Features - Features
Have you ever wondered why there are so many makes and models of trailers and what those boxes mounted to the frame are? Why there are different sizes and what they are used for?
Specialized trailer equipment requires specialized accessories. For example, there are many varied types of trailers that require multiple forms of securement devices and PPE (personal protection equipment) usually consisting of head, eye, hand, body and foot protection--all depending on what is being hauled.
A dry van or reefer hauler may have regular load locks, butterfly load locks, load bars, e-track securement, straps, ramps, lift gates and extra dunnage. Some trailers carry extra pallets or over-pack barrels under the trailer body. In addition, depending on what area of the country you may be in, you'll see multiple trailers hooked together. There are turnpike doubles/triples that are Longer Combination Vehicles (LCV's) with two 48- or 53-foot trailers or triple 28-foot pups.

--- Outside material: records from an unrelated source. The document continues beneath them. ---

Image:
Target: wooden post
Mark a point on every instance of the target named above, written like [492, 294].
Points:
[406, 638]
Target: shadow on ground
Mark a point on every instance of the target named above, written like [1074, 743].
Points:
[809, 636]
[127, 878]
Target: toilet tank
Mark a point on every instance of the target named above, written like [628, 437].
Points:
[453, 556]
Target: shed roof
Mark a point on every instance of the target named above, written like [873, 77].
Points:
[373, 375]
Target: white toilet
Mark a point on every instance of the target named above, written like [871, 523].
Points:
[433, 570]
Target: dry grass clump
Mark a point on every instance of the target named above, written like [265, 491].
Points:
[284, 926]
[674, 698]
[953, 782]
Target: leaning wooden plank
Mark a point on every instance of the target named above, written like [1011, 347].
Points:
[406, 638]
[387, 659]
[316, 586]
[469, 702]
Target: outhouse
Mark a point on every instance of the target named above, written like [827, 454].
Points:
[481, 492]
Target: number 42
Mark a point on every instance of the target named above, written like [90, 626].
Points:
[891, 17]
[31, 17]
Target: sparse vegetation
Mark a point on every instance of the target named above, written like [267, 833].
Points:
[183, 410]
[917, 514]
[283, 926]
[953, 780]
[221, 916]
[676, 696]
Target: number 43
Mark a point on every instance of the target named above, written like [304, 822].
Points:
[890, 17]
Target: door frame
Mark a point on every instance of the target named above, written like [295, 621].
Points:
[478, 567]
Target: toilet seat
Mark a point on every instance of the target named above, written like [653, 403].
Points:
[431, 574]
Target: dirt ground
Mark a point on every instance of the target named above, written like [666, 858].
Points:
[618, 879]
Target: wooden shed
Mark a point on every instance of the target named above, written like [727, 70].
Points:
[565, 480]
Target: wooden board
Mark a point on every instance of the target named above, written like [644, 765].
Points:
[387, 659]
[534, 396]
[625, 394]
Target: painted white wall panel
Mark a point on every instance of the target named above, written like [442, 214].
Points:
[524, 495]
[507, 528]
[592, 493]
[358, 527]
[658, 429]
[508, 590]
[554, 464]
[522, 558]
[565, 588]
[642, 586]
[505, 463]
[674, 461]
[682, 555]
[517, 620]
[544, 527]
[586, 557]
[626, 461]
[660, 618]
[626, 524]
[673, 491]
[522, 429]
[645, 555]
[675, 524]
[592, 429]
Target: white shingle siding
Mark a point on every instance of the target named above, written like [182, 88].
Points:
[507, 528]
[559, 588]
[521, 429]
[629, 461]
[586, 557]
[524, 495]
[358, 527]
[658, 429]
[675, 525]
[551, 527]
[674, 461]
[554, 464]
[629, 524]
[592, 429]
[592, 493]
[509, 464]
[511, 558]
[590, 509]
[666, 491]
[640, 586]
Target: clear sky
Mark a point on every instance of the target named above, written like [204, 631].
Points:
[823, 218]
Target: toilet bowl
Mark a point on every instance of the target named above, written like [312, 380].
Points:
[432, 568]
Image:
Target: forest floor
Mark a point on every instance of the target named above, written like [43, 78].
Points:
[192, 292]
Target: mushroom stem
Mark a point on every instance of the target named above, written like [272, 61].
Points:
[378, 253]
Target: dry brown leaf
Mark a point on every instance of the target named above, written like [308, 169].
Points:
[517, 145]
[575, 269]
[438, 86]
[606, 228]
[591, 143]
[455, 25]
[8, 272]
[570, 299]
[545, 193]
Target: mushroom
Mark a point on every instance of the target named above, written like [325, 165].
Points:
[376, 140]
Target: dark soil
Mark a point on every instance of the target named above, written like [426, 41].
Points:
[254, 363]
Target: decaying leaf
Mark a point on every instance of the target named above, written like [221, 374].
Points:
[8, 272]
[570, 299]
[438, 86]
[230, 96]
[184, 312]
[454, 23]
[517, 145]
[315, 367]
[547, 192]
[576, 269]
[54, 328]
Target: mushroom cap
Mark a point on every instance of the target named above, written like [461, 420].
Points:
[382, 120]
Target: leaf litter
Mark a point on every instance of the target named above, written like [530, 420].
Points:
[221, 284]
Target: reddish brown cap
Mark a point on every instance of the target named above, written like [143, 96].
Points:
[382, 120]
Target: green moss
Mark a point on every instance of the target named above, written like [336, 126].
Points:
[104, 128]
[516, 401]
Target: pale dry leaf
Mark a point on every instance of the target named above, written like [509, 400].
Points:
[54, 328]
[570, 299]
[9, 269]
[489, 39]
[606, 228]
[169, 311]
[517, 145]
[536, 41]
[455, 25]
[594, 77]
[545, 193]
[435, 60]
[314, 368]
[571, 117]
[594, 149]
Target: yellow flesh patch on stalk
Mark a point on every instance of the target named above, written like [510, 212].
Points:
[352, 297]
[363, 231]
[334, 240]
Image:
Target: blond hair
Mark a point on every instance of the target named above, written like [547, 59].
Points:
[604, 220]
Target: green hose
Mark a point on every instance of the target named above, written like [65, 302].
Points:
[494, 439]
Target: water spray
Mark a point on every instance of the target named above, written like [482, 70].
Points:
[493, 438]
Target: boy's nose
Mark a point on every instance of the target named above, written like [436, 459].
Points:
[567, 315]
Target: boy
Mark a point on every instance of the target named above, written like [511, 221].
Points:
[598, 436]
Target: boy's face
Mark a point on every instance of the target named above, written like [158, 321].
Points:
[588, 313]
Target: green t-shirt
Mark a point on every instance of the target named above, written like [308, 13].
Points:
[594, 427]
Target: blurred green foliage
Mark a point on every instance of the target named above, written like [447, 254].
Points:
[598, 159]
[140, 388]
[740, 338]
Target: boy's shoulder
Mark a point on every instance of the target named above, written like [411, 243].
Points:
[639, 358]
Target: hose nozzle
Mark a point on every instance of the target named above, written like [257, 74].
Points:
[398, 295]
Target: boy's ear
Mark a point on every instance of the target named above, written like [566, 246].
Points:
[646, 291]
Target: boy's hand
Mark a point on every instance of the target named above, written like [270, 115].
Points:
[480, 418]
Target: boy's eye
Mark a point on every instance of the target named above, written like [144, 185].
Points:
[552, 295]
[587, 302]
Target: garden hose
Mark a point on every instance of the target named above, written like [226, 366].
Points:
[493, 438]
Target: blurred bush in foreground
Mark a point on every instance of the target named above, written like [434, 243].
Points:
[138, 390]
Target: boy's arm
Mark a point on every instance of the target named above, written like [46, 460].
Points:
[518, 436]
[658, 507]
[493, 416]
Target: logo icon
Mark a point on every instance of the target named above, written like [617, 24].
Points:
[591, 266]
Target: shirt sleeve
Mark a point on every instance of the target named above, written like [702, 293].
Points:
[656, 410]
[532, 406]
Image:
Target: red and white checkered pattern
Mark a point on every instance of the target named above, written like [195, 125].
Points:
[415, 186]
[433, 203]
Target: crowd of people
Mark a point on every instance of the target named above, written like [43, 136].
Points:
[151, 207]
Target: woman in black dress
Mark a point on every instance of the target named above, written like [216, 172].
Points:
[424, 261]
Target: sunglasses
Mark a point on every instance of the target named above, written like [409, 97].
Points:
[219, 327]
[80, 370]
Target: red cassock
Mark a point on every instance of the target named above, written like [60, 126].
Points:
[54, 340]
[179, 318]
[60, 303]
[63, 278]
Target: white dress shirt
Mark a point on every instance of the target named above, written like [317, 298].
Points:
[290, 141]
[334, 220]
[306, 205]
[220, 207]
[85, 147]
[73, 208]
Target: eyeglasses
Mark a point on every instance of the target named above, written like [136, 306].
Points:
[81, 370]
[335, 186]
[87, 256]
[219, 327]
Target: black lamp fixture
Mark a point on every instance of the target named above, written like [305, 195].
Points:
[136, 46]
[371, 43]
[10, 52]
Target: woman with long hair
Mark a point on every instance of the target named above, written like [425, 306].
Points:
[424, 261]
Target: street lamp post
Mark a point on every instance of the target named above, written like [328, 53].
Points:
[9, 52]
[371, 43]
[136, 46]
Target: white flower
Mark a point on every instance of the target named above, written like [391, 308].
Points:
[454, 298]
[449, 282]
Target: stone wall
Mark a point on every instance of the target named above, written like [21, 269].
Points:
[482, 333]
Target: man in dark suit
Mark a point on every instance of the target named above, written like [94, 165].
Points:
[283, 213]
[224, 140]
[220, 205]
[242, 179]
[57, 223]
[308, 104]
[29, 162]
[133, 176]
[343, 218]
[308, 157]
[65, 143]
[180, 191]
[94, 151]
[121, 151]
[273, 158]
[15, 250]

In the upper Midwest there are "A" and "B" trains which consist of tractor trailer combination units with 11 to 13 axles. These are used mainly in steel coil hauling. The multiple axles are for load weight distribution. In the western states, you'll see Rocky Mountain doubles that consist of a long trailer pulling a pup.
A flatbed carries extra straps (2" and 4"), chains, binders, portable winches and dunnage, as well as a cheater bar. On these types of trailers you may see split axles; instead of trailer axles being together they may be separated for weight distribution. Sometimes companies mount equipment storage boxes in these spaces allowing for the tie down equipment to be stored away from the tractor. Some come equipped with a winch for pulling items onto the trailer. Different types of beds may be hydraulically powered to tilt or extend the length of the trailer. There are multiple types of specialized flatbeds. Some carry a forklift on the rear of the trailer for unloading at a customer location. Still other types of trailers carry heavy equipment that has a detachable gooseneck for loading and unloading.
Additionally, there may be hydraulic steer axles on longer, heavy haul trailers. These are sometimes built to only haul one load. The heavy haul trailers may have multiple axle units called jeeps to attach before and after the main trailer body to assist in weight distribution on oversize loads. On most of these types of loads, there are escort vehicles required for front and rear protection of the load.
A single or double drop trailer may have load leveler frames to give additional support to the load. These trailers sometimes come with an additional axle that is pinned into place and is flipped up to ride on top of a trailer bed when not being used.
There are pneumatic dry bulk trailers that discharge their load through the use of a PTO driven unit on the tractor and could be a bottom or rear discharge type of trailer. Some equipment related to these types of trailers includes rubber hammers, hoses, clamps, buckets and personal PPE.
There are many types of tanker trailers that carry liquid materials ranging from food products to industrial gasses and chemicals. Each has their own specialty equipment for loading and unloading procedures. These include hoses, clamps, buckets, seals and specified PPE from both the company and customer for the product being hauled.
There are specialty trailers that are used at hospitals called MRI (Magnetic Resonance Imaging). They are huge mobile x-ray machines that are shared between multiple hospitals. The personnel involved with these trailers may transport, set up, maintain and secure the equipment on a regularly scheduled cycle.
Other specialty equipment includes car haulers, boat haulers and custom haulers that move grain cutting equipment. Additionally, there are oilfield rigs, explosives haulers, just-in time haulers and a plethora of others to boot! Adjusting tie downs, climbing in, over, under and through equipment is extremely hazardous in all types of weather. Not only does the equipment have to be suited for the job, the driver needs to excel in his/her area of expertise.
There are trailers available for any type of freight. Some models are off the showroom floor and ready to use. Others require months of preparation for a single use. One thing to remember is that whatever trailer is on the road and whatever commodity is being hauled, there are trained professional drivers pulling them safely down the highway. If you're tired of hauling the same old freight, maybe you will become one of these specialized drivers.